Grundsätzlich kommen als Benchmarking-Objekte infrage:
- Produkte: Funktion, Merkmale, Kosten, Qualität
- Dienstleistungen
- Funktionsbereiche: Forschung, Entwicklung, Marketing, Vertrieb, Qualitätsmanagement, Produktion, Einkauf, Personalentwicklung
- Prozesse: Geschäftsprozesse, Serviceprozesse, Unterstützungsprozesse
- Methoden und Verfahren: Qualitätszirkel, kontinuierlicher Verbesserungsprozess (KVP), Produktentwicklung, Markteinführung
- Einführung oder Einsatz von Informations- und Kommunikationstechnik
- Innovationsfähigkeit des Unternehmens
- Qualifikation und Motivation der Mitarbeitenden
- strategische Werte wie Image oder Unternehmenskultur
- Aufbauorganisation (Organigramm), Kommunikationswege, Leitungsspannen
- Zusammenarbeit mit Kunden
Die Phase, in der die Benchmarking-Objekte ausgewählt werden, ist eine der wichtigsten, wenn nicht die wichtigste Phase im Benchmarking-Projekt. Denn hier wird entschieden, was genau mit anderen Unternehmen verglichen und dann verbessert werden soll. Wenn hier die falschen Weichen gestellt werden, wird das gesamte Benchmarking-Projekt nicht die erhofften Verbesserungen bewirken können.
Probleme bei Xerox
Das Unternehmen Xerox hatte jahrzehntelang eine Monopolstellung bei Trockenkopierern aufgrund des internationalen Patentschutzes. Nach Ablauf dieser Schutzrechte drängten sofort massiv japanische Wettbewerber mit besseren und billigeren Produkten auf den Markt.

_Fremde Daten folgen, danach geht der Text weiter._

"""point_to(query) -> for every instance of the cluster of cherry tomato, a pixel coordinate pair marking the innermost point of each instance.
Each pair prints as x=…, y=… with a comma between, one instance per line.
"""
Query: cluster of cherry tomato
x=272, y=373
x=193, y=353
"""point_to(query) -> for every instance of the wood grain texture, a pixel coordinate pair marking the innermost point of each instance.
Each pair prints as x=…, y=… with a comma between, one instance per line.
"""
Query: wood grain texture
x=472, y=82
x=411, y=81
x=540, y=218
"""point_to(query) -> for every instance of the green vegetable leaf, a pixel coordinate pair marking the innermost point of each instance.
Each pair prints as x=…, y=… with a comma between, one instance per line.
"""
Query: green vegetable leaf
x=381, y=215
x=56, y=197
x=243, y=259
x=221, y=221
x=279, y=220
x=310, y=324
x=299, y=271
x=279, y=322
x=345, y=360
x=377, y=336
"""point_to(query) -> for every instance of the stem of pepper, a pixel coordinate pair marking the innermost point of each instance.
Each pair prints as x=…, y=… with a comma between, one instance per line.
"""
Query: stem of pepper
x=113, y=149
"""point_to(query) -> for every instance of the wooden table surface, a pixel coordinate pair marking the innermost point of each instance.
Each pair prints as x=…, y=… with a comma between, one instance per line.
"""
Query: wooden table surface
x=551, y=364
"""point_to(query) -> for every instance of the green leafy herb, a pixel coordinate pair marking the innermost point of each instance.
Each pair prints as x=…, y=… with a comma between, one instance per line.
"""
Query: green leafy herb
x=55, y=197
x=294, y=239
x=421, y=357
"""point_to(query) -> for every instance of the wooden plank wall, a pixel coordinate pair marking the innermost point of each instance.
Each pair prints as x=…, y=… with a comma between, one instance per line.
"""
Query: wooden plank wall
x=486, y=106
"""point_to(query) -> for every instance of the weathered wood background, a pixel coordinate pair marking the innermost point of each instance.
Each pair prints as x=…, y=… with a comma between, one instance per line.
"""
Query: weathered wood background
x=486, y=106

Xerox stand vor der Herausforderung, Produkte und Prozesse zu verbessern. Die historische Entwicklung des Benchmarking bei Xerox basierte auf Untersuchungen, die zu folgenden Ergebnissen kamen:
- Verkaufspreise des Wettbewerbs entsprachen den Herstellkosten bei Xerox.
- Der Wettbewerb benötigte nur die halbe Produktionszeit.
- Xerox brauchte länger, um neue Geräte zu entwickeln und einzuführen (Time-to-Market).
- Xerox-Produkte wiesen erhebliche Qualitätsmängel auf.
- Die Produktverfügbarkeit war schlechter als die der neuen Anbieter.
Einstieg mit einem Produkt-Benchmarking
Wenn Sie zum ersten Mal ein Benchmarking-Projekt durchführen, ist das Produkt-Benchmarking zu empfehlen. Denn Sie können Ihre Produkte und Dienstleistungen direkt mit denen der Wettbewerber vergleichen und darüber Schwachstellen in Ihrem Leistungsangebot identifizieren.
Über diese Schwachstellen im Leistungsangebot kommen Sie zu den Prozessen, die dafür relevant sind. Oft sind das Schwachstellen in einem bestimmten Prozess, der identifiziert werden kann. Dann kann im zweiten Schritt ein Prozess-Benchmarking durchgeführt werden. Für die genauere Analyse der Schwachstellen und Probleme brauchen Sie Informationen.
Interne Informationsquellen auswerten
Um Informationen und Anhaltspunkte über die Stärken und Schwächen Ihres Unternehmens zu erhalten, können Sie auf folgende internen Informationsquellen zurückgreifen:
- Workshops und Teamsitzungen, bei denen die betroffenen Mitarbeiterinnen und Mitarbeiter eine Einschätzung der Probleme ihres Bereiches abgeben.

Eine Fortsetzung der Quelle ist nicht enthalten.